Episode of tachyarrhythmia at a rate of 259 bpm, diagnosed in the VF zone treated with a maximum 41-J electrical shock.
- sinus rhythm;
- tachycardia initially detected in the VT-1, then in the VT, then in the VF zone. The monomorphous aspect of the tachyarrhythmia on the detection as well as on the high-voltage channels was consistent with probable VT detected in the VF zone;
- initial 8 out of 10 detection criterion fulfilled for the VT-1 zone; onset of the initial VT-1 zone Duration;
- initial 8 out of 10 detection criterion fulfilled for the VT zone; onset of the initial VT zone Duration;
- initial 8 out of 10 detection criterion fulfilled for the VF zone; onset of the initial VF zone Duration;
- end of the VF zone Duration; the ventricular rate (an average of the last 4 cycles) was >250 bpm. Consequently, the Quick Convert burst was not delivered;
- onset of the charge without delay;
- end of the charge;
- 41-J electrical shock delivered after the confirmation phase;
- successful electrical shock and termination of the arrhythmia.

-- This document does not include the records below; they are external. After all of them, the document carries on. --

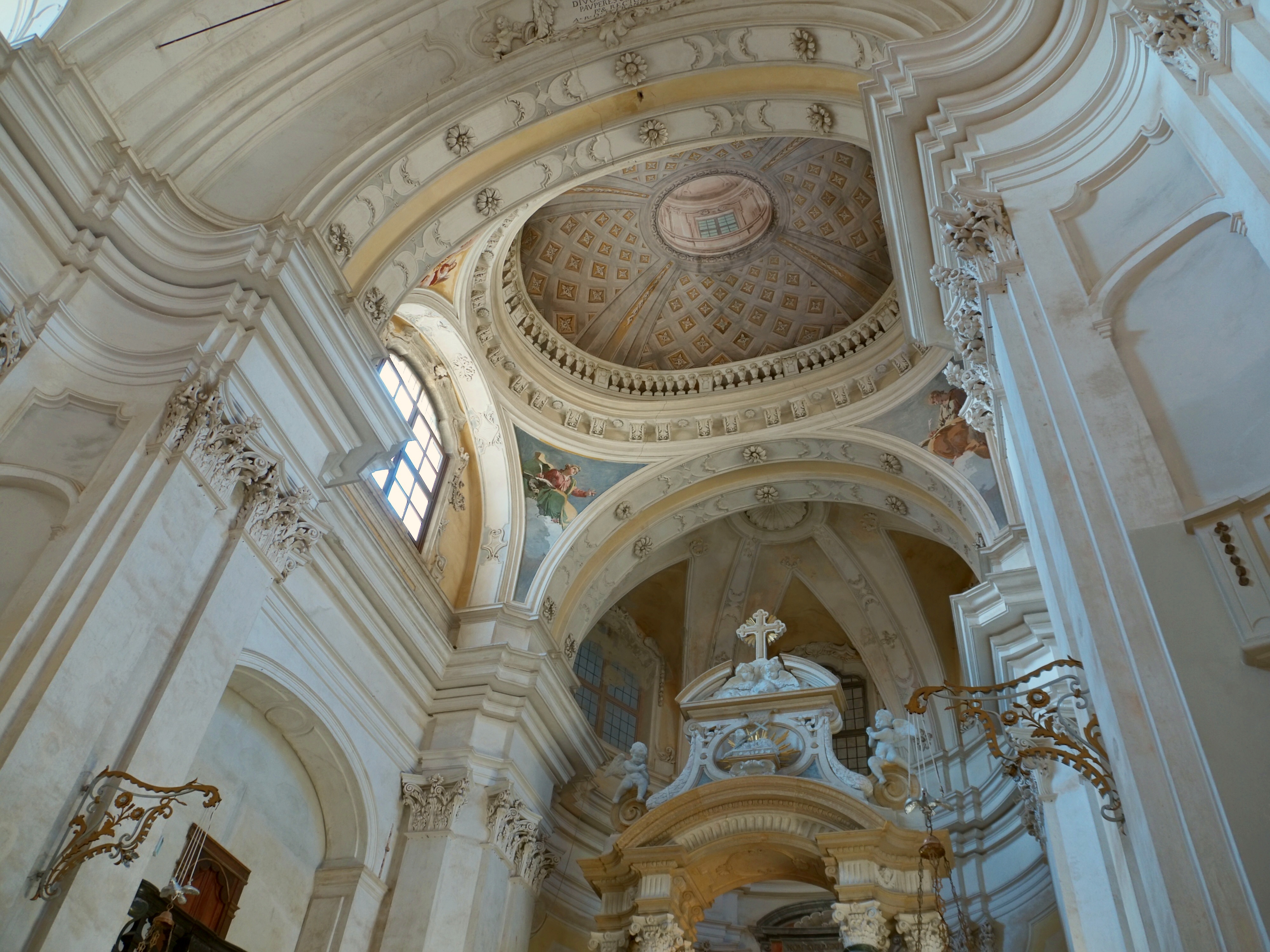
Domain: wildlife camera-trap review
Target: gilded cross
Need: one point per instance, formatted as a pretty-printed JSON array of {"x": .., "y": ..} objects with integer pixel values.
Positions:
[{"x": 763, "y": 630}]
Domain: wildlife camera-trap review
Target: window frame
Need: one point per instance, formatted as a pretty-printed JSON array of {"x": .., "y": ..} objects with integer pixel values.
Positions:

The current consensus is to treat organized ventricular tachyarrhythmias by ATP instead of electrical shocks. This is because a large proportion of episodes at rates >200 bpm, diagnosed as VF by the defibrillator, actually consist of rapid monomorphic VT, which can be successfully ended by programmed ventricular stimulation. Since ATP is painless, lowers the energy consumption and spares the batteries, it must be given priority as first-line therapy for organized ventricular rhythms, even when they are very rapid. However, the delivery of an electrical shock is sometimes inescapable, though not harmless, aggravating the patient’s prognosis with its own deleterious consequences (probable myocardial injury). In this patient, rapid, monomorphous VT was detected in the VF zone and treated outright with an electrical shock of maximum strength. A non-programmable rate limit of ≤250 bpm for the delivery of Quick Convert bursts of ATP has been assigned to this type of defibrillator. This limit prevents the delivery of ATP for non-physiologic, often very rapid pseudo-tachycardias observed with lead fractures or with P, R or T wave oversensing.